When Tomcat or Jetty create a session they are going to
create a token
that represents the session will end up in the user's browser
or as part
of each subsequent request. By design, it is not possible for
multiple
end users to share this session, although I suppose it could
be done if
your proxy "owned" the session. However, I've never heard of a proxy
that would do that.
Can you explain why you would want multiple user's to share a single
session? In fact, why wouldn't you want each user to have
their own locale?
Ralph
Ard Schrijvers wrote:
Hello,
we run all our sites with httpd in front of cocoon (Jetty
or Tomcat), but we are kind of used to not rely on the locale
of the browser, because you cannot be sure all proxies
between the client and your application honour the locale
correctly (you might have proxies in between, for example a
proxy within a company, that caches pages but does not use
the locale..then the first locale gets the page, and
everybody else with different locale's see the same page. We
therefor user /nl, /en, /fr etc as a prefix in the url)
For the rest, I did not totally grasp the picture you
described here, with "changing the locale only the session
....etc". So, either you use the locale in the url, or try to
explain the timeline of events a little better, because i did
not get it. You did configure httpd (if you use mod_cache)
correctly to honour the locale?
Regards Ard
I have a multilingual website implemented with Cocoon 2.1.9 which
runs on top of Tomcat 5.5. I use
org.apache.cocoon.acting.LocaleAction to keep track of the
current
language and have set this up as follows:
<map:action logger="sitemap.action.locale" name="locale"
src="org.apache.cocoon.acting.LocaleAction">
<locale-attribute>locale</locale-attribute>
<create-session>true</create-session>
<store-in-request>false</store-in-request>
<store-in-session>true</store-in-session>
<store-in-cookie>false</store-in-cookie>
<use-locale>true</use-locale>
<default-locale language="en"/>
</map:action>
In other words, I store the current locale in the session.

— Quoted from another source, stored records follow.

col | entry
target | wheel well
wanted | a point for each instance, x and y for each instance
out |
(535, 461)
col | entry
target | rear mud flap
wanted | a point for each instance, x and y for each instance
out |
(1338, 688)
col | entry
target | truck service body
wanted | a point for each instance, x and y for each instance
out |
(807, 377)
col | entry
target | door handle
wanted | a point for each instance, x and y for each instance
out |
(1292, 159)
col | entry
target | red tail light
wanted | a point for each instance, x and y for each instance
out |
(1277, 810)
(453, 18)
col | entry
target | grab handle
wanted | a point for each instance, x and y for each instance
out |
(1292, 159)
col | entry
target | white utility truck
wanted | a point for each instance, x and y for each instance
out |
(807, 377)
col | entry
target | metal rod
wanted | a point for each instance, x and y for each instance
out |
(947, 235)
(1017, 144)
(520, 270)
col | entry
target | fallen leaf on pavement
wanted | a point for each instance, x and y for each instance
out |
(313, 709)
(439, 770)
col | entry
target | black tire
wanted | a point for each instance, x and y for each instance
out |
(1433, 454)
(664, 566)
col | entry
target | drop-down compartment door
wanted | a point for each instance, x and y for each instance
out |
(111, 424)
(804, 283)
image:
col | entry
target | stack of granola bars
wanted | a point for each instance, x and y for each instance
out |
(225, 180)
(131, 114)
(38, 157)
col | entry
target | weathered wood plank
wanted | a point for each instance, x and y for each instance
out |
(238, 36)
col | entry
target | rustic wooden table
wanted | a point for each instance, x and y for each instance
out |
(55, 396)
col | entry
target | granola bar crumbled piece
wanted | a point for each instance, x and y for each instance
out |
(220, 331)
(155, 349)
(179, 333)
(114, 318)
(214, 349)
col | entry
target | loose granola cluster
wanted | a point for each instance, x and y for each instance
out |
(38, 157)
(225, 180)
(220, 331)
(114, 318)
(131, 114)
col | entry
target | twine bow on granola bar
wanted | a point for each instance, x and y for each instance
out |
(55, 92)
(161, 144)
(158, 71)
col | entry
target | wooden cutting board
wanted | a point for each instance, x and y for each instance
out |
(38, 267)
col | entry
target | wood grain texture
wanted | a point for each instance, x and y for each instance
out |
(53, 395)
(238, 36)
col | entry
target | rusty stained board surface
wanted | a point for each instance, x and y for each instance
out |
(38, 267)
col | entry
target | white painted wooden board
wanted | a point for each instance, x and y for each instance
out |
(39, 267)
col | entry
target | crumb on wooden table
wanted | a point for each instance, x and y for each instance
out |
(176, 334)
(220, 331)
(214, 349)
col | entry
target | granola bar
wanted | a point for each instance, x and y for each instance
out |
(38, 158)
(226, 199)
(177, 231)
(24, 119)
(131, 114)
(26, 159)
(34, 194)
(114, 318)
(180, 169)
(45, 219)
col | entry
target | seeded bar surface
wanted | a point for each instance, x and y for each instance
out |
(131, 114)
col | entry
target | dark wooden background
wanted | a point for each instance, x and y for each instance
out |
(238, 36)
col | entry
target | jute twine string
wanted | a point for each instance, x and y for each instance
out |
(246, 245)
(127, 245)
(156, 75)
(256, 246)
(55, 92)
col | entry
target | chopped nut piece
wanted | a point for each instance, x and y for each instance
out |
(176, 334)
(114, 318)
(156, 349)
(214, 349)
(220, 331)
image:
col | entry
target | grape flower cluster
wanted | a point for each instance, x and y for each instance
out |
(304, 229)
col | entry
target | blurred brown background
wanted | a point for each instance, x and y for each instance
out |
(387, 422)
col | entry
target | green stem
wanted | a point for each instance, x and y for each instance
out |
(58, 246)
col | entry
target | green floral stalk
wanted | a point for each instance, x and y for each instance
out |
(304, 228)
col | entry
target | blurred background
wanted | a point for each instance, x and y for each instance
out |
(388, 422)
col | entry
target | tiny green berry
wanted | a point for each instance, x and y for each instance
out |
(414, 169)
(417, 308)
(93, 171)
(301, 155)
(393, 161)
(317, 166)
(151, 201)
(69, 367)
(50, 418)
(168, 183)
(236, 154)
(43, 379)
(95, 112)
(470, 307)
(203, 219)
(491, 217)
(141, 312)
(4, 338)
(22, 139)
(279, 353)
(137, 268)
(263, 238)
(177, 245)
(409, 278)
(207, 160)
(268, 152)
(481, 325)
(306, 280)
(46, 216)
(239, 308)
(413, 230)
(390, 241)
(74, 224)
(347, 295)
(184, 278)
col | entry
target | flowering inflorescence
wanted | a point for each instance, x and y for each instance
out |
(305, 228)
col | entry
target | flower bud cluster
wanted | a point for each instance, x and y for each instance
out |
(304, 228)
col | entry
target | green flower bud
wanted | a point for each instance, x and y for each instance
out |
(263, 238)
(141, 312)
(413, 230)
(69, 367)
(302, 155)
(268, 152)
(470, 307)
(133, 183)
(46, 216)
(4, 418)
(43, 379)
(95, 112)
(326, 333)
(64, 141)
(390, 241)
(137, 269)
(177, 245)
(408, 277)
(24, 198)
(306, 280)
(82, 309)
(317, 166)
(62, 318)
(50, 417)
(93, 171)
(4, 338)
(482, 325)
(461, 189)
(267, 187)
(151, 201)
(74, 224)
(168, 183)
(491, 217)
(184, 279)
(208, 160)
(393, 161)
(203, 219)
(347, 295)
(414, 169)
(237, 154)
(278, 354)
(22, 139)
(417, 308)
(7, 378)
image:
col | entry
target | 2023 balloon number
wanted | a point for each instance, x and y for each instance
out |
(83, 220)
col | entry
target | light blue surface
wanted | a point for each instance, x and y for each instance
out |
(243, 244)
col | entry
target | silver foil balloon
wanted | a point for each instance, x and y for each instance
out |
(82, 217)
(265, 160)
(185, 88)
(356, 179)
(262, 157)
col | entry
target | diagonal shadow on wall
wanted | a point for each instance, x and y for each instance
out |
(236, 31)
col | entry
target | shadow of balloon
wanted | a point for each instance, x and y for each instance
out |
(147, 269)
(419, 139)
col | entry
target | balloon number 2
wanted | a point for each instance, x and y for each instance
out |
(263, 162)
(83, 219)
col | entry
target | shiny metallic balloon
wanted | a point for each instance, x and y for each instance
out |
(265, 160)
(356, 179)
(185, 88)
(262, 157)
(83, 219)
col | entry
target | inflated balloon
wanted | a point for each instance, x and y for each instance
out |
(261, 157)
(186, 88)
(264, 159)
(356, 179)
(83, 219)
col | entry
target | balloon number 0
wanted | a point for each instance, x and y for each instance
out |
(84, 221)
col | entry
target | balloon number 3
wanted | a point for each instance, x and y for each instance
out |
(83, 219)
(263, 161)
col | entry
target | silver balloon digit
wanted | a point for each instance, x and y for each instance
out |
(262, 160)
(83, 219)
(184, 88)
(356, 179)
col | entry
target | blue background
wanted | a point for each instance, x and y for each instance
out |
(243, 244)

This works fine when I call up the website directly from
Tomcat (port
8084 in my case). However, I want to use Apache HTTPD 2.0 as a
reverse proxy. I have tried using mod_jk and mod_proxy (as
per http://
wiki.apache.org/cocoon/ApacheModProxy), but more than one
session is
being passed from HTTPD to Tomcat/Cocoon: when I change language,
only the session in which I changed the language gets changed
and the
other remains as it was.
I realise this is slightly off-topic for this list, but I thought
other Cocoon users might have experienced the same thing
and be able
to give me a hint as to how to force HTTPD and Tomcat to use
just one
session. I've spent all day googling, but all I find is
stuff about
load-balancing and sticky sessions when HTTPD is being used with
multiple workers. I just have one worker.